Fig. 3. Addition of small molecules reverses color shifts due to serum albumin.

(A) Reactions run in serum appear different from reactions run in the absence of serum. Reactions with complete conversion of CPRG to CPR appear more purple in a 25% serum matrix. In 25% serum, the colored orange and red reaction intermediates initially observed are no longer visible. (B) Whereas the presence of serum shifts the absorbance peak of CPR approximately 10 nm, the addition of small molecules that bind albumin reverses this spectrum shift. (C) Visualization of standard reference and test reactions in 25% serum. Standard reference reactions contain a saturated amount of zinc and predetermined concentrations of the pZntR plasmid. Test reactions contain a set amount of the pZntR plasmid and specified zinc concentrations. All reactions were run for 50 min and then visualized either with or without 40 mM naproxen addition. With added naproxen, the color of test reactions matches the color of the appropriate standard reference reaction.
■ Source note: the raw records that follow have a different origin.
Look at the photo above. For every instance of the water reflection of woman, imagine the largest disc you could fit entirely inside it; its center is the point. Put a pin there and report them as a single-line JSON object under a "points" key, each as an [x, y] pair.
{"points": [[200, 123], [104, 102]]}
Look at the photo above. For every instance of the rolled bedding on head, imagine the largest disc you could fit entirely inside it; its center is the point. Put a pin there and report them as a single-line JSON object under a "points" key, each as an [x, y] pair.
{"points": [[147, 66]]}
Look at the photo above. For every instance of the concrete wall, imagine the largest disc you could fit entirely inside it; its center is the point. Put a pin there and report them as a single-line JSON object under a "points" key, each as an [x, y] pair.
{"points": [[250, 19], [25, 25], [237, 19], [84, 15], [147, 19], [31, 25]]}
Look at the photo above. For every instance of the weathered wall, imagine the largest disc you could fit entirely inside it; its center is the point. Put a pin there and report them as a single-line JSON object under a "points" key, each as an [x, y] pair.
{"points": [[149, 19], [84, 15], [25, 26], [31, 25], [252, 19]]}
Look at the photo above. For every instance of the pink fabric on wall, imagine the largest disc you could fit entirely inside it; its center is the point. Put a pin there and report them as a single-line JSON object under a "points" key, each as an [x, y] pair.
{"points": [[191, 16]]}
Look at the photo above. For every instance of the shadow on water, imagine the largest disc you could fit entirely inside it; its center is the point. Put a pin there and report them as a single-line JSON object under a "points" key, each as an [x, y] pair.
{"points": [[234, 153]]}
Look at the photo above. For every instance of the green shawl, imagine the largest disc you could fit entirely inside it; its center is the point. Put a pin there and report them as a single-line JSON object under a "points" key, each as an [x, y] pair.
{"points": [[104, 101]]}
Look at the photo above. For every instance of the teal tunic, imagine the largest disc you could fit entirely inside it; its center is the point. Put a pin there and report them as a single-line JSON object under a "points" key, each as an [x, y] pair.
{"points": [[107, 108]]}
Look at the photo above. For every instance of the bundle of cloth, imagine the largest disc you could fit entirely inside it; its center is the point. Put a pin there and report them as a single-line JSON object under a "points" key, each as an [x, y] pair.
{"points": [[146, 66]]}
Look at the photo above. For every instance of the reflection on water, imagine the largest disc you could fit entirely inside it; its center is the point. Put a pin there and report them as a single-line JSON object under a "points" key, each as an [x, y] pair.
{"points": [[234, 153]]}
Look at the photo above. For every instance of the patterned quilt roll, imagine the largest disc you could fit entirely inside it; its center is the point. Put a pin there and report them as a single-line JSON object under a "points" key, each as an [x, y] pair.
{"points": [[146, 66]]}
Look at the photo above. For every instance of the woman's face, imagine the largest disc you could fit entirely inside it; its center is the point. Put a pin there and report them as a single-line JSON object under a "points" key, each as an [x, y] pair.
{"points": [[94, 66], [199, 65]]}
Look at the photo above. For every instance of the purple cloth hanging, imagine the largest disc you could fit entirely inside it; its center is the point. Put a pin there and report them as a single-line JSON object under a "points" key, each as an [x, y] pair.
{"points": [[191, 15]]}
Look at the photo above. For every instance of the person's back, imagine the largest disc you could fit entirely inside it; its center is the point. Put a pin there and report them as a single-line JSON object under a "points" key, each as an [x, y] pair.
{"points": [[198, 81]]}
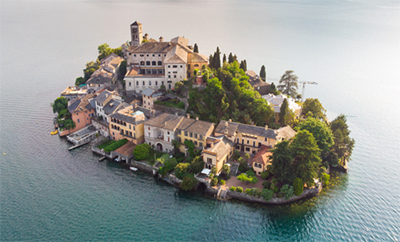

Fig. 4. Quantification approach is generalizable to toehold switches.

(A) Schematic of toehold switch used to control β-galactosidase production. Trigger RNA unfolds the toehold switch and enables β-galactosidase translation. Increasing amounts of trigger RNA correspond with increased β-galactosidase translation. (B) Test quantification of trigger concentrations, evaluated at 40 min. Purified RNA was added to each sample at different known concentrations. Symbols falling inside the horizontal bars that correspond with the binned prediction ranges for each y-axis level indicate that the CFE test accurately quantified RNA in the sample. (C) Quantification error for toehold sensing. (D) Visualization of test and standard reactions, evaluated at 40 min. The color of test reactions matches that of the appropriate standard reference reaction.